I still hadn’t managed a real conversation with her. She wasn’t as sharp as Ashlara, but her answers were short and rarely expanded upon. Always polite. Always distant. Talking to Ashlara was like talking to a wall. Talking to Serah was more like talking to a cat - easily bored and prone to wandering off mid-thought.

Despite the chill in the air, I’d worked up a sweat splitting logs. My shirt lay draped over a nearby stump. I’d never been much to look at, clothed or otherwise, and I generally avoided going shirtless because of that. Still, with limited clothes and no washing machine in sight, it seemed prudent to keep at least one set clean.

Serah sat on a nearby bench, lazily watching me work. I was making steady, if not particularly fast, progress. When I reached for another log, I caught sight of Ashlara staring at me intently. She was rigid, tense. Instinctively, I glanced over my shoulder, half-expecting some monster creeping up behind me.

There was nothing.

When I looked back, Mirri stood beside her. The warrior flushed. “I’m going for a walk,” she announced abruptly.

“Me too,” Mirri said.

Ashlara shot her a glare. “A different walk!” the petite goblin snapped, before stalking off.

The orc headed in the exact opposite direction.

I looked over at Serah. “Did I miss something?” I asked.

She shrugged, utterly unconcerned.

* * *

I kept working in the quiet for a while, the steady fall of the axe and the dull thud of splitting wood the only sounds in the cool air.

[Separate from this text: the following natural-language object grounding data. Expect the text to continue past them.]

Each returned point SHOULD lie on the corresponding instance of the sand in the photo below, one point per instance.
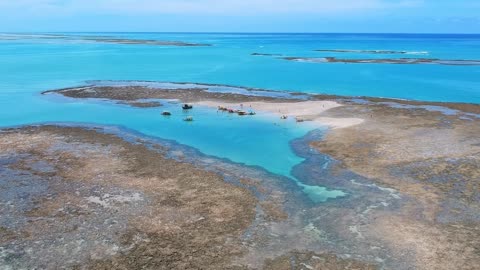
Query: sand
(310, 111)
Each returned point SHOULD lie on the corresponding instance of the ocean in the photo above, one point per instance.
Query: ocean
(32, 63)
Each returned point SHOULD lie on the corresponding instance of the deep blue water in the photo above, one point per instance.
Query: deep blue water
(29, 65)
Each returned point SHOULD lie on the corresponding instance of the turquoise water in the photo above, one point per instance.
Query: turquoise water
(31, 65)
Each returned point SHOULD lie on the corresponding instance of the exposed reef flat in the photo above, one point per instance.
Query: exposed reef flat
(369, 51)
(398, 61)
(84, 198)
(411, 169)
(101, 39)
(143, 42)
(265, 54)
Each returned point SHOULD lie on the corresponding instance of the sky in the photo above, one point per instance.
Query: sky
(352, 16)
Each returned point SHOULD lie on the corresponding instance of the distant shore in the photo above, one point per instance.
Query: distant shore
(410, 168)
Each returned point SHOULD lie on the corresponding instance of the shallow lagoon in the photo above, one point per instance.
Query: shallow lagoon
(29, 66)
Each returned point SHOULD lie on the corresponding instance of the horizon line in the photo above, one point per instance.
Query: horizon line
(238, 32)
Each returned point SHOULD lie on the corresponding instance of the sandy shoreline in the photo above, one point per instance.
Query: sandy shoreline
(310, 111)
(411, 170)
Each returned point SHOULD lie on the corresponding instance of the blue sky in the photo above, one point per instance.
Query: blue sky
(386, 16)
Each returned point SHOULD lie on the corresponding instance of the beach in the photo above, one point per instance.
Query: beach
(410, 172)
(212, 151)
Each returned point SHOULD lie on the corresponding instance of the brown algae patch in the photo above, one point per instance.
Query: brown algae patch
(113, 204)
(397, 61)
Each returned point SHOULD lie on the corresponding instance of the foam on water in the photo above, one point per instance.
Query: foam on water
(37, 62)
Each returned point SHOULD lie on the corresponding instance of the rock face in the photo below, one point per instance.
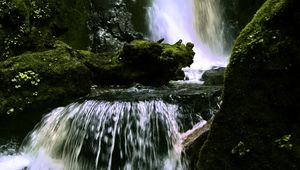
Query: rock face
(237, 13)
(35, 24)
(113, 23)
(258, 124)
(148, 63)
(34, 83)
(214, 76)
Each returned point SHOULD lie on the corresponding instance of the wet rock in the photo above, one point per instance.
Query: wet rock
(237, 14)
(145, 62)
(257, 126)
(111, 24)
(34, 25)
(214, 76)
(34, 83)
(193, 140)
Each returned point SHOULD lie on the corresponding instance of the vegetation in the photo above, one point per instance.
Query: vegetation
(240, 149)
(284, 142)
(260, 99)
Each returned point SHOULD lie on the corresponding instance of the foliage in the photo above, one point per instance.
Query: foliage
(26, 77)
(240, 149)
(284, 142)
(22, 23)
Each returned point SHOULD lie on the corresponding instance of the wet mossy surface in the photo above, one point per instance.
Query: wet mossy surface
(145, 62)
(34, 83)
(261, 93)
(35, 24)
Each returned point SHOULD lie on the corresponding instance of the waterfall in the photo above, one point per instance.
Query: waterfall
(196, 21)
(106, 135)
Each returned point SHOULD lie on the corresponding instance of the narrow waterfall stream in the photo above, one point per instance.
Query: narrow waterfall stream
(112, 133)
(196, 21)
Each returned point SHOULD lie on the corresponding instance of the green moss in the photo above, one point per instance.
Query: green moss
(260, 100)
(34, 83)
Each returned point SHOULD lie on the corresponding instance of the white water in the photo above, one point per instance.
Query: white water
(196, 21)
(103, 135)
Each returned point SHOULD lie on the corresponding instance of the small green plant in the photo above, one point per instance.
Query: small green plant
(25, 78)
(240, 149)
(284, 142)
(40, 10)
(10, 111)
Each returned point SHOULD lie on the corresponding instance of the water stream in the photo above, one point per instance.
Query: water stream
(137, 133)
(196, 21)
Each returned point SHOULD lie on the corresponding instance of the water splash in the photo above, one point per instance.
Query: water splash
(197, 21)
(107, 135)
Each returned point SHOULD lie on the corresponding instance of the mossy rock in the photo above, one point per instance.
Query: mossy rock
(34, 83)
(145, 62)
(261, 95)
(34, 25)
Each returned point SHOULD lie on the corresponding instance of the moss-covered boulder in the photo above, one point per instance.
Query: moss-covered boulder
(145, 62)
(36, 24)
(34, 83)
(258, 124)
(214, 76)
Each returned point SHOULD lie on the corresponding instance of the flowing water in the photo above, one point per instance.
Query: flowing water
(105, 135)
(132, 128)
(140, 133)
(196, 21)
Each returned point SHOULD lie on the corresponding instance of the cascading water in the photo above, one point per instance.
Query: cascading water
(106, 135)
(196, 21)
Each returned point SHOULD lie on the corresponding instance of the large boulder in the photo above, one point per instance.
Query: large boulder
(36, 24)
(236, 15)
(145, 62)
(34, 83)
(113, 23)
(258, 124)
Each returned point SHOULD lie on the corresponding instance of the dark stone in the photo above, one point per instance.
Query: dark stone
(236, 15)
(111, 24)
(194, 141)
(261, 96)
(214, 76)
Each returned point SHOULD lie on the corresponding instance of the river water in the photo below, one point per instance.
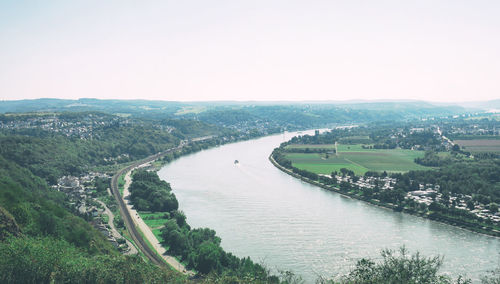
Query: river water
(287, 224)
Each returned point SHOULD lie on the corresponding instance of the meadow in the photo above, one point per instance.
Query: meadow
(480, 145)
(356, 158)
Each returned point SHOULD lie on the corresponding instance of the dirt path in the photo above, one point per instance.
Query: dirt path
(114, 231)
(148, 234)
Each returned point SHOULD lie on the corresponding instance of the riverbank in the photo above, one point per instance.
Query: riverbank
(148, 234)
(385, 205)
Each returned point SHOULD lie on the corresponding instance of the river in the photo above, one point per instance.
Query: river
(287, 224)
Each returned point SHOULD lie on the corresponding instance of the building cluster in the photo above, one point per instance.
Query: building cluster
(82, 127)
(426, 194)
(80, 192)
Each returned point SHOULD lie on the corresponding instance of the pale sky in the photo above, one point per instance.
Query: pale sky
(250, 50)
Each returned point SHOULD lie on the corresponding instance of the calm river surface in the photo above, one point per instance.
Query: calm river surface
(261, 212)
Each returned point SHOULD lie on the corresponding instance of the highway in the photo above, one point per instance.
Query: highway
(127, 219)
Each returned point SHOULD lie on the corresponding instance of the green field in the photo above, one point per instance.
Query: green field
(357, 159)
(311, 146)
(153, 220)
(480, 145)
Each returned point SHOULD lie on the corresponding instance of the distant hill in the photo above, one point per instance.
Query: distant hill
(247, 115)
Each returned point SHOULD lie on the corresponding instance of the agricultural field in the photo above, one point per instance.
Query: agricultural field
(357, 159)
(311, 146)
(480, 145)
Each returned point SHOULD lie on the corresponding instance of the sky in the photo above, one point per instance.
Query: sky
(434, 50)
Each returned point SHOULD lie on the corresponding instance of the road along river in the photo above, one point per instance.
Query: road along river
(261, 212)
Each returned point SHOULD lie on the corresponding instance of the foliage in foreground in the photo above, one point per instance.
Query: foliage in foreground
(398, 267)
(49, 260)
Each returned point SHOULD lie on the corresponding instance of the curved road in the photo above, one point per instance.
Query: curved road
(127, 219)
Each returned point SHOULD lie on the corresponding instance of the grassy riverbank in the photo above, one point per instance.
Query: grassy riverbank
(436, 216)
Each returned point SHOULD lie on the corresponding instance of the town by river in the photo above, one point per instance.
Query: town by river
(287, 224)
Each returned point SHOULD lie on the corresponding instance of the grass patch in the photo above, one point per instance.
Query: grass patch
(121, 184)
(311, 146)
(359, 160)
(157, 233)
(480, 145)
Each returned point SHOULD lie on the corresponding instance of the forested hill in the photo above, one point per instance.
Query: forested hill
(42, 239)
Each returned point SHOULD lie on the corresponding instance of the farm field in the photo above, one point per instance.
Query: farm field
(153, 220)
(480, 145)
(357, 159)
(311, 146)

“Why have you not asked me?”

Serah’s voice cut through the rhythm. The axe glanced off the corner of a log, sending the wood spinning off the block. I was fairly certain this was the first time she’d actually spoken directly to me.

“Asked you what?” I said, setting the axe aside and wiping the sweat from my brow.

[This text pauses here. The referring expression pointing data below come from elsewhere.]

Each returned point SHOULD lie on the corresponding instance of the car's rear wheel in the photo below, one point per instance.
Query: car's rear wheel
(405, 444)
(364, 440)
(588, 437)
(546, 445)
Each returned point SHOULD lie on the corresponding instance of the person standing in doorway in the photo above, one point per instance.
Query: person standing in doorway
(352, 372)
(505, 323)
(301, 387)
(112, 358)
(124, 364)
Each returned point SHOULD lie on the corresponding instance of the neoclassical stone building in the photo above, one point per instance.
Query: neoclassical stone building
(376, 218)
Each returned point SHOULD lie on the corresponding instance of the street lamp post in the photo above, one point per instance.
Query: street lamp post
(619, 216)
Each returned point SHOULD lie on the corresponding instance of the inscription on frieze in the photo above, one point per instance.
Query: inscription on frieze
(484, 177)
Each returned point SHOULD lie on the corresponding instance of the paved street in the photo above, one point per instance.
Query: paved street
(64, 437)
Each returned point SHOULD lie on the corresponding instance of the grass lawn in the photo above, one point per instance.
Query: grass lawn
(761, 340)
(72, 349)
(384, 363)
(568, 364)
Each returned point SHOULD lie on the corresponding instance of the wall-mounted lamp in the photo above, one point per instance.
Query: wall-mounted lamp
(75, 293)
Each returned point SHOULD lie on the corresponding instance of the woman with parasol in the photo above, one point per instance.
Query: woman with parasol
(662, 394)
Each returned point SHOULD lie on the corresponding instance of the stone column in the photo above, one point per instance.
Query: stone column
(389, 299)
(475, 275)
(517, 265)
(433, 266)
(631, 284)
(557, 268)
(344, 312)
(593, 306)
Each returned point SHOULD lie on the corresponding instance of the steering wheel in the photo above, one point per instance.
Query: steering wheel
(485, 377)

“Anything,” she replied. There was suspicion in her tone, her amber eyes fixed on me. “We have traveled together for eight days. You have yet to question me about who I am. What I want. How I came to be.”

“I tried to talk to you,” I said. “You didn’t seem like you wanted to be around me.”

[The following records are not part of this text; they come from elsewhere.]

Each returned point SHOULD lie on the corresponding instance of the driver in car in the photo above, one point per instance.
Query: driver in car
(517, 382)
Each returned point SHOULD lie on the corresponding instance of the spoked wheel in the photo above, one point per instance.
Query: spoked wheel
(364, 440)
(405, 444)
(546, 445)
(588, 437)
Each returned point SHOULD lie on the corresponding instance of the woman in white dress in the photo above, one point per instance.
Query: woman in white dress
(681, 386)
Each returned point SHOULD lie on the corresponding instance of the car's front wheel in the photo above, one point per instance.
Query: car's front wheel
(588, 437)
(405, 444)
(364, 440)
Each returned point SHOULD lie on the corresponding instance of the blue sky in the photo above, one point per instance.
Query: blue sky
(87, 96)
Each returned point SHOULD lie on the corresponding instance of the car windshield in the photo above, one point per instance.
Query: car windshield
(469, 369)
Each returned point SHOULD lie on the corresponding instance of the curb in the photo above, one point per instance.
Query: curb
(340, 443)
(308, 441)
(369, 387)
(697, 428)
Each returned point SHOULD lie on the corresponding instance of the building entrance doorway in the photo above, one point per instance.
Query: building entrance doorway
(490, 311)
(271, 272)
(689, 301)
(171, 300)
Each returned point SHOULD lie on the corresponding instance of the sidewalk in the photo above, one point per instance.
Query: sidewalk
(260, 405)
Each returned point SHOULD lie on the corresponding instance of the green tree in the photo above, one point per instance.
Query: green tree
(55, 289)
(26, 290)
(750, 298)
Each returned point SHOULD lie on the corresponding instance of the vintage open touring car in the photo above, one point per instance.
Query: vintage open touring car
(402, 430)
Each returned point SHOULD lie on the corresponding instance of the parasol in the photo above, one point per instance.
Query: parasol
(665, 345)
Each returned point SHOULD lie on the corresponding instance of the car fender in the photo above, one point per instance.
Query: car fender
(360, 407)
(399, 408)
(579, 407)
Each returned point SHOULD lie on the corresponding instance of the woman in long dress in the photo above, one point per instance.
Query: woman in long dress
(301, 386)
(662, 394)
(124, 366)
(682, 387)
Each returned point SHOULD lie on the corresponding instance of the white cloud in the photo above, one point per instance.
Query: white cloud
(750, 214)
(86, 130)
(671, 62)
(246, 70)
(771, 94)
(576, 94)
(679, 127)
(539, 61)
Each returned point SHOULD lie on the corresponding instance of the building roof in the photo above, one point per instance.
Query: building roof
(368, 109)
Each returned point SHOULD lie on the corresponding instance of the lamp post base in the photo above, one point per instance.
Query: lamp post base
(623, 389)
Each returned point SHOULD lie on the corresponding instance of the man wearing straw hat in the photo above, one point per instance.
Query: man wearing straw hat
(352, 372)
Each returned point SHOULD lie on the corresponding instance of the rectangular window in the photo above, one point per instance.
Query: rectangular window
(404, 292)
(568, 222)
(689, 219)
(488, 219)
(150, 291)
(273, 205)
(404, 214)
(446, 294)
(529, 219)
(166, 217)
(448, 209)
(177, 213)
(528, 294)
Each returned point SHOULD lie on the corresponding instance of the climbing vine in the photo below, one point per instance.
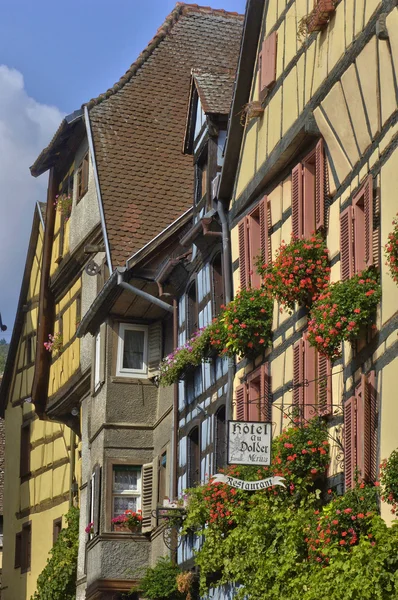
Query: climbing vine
(57, 581)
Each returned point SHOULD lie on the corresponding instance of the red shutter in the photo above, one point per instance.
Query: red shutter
(324, 385)
(346, 244)
(310, 384)
(297, 201)
(241, 402)
(368, 210)
(268, 62)
(266, 402)
(298, 374)
(319, 185)
(368, 435)
(265, 226)
(349, 442)
(243, 253)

She exhaled sharply. “You misunderstand. You know nothing about me. You rescue me from a wizard, invite me into your circle, and never once ask who I am, or why I was there.”

“Well,” I said carefully, “I do know a little about you.” I caught the flash of fear that crossed her face. “I know your name is Serah. That you’re soft-spoken and polite. That you’re an incredibly beautiful dragon… and that you don’t want to talk about what happened in that cave.” I shrugged. “I didn’t want to pry. You’ve been through a lot. I figured trust was something I had to earn.”

She scoffed. “How have you survived this long with such blind trust? How have you not been killed or enslaved?”

“Luck,” I said with a grin.

She rolled her eyes.

“I’m serious,” I added. “I was unbelievably lucky Ashlara found me. Of all the people I could’ve run into, it was her. She protected me. Kept me alive. And when I met Mirri…” I smiled despite myself. “I couldn’t have hoped for better. She’s kind, patient, and stubborn in the best ways. She protected me too. And now I’ve met you. Honestly? I couldn’t have been luckier.”

Her gaze sharpened. “So you are stupid as well.”

“I’ve been called worse,” I said, lifting the fallen log back onto the block. “Look, I haven’t demanded Mirri’s life story either. She shares what she wants, when she’s ready. I don’t know how she ended up with Hek. For all I know, she could be a murderer.” I met Serah’s eyes. “But look at her. Does she seem like one? Because I trust her with my life. I already have.” I set the log in place. “Same with Ashlara. And the same goes for you.”

“What is wrong with you?” she snapped.

“Ask my ex-wife,” I said reflexively. “She’s probably got a list.”

That didn’t help. Her or me, as my mood briefly darkened at the memories.

I sobered quickly. “Do you want to talk about it?” I asked, doing my best to keep my voice gentle.

“No,” she said sharply, crossing her legs and turning away, like a petulant princess.

I nodded. “Well, when you do want to talk, I’ll be here.”

I picked up the axe and went back to work.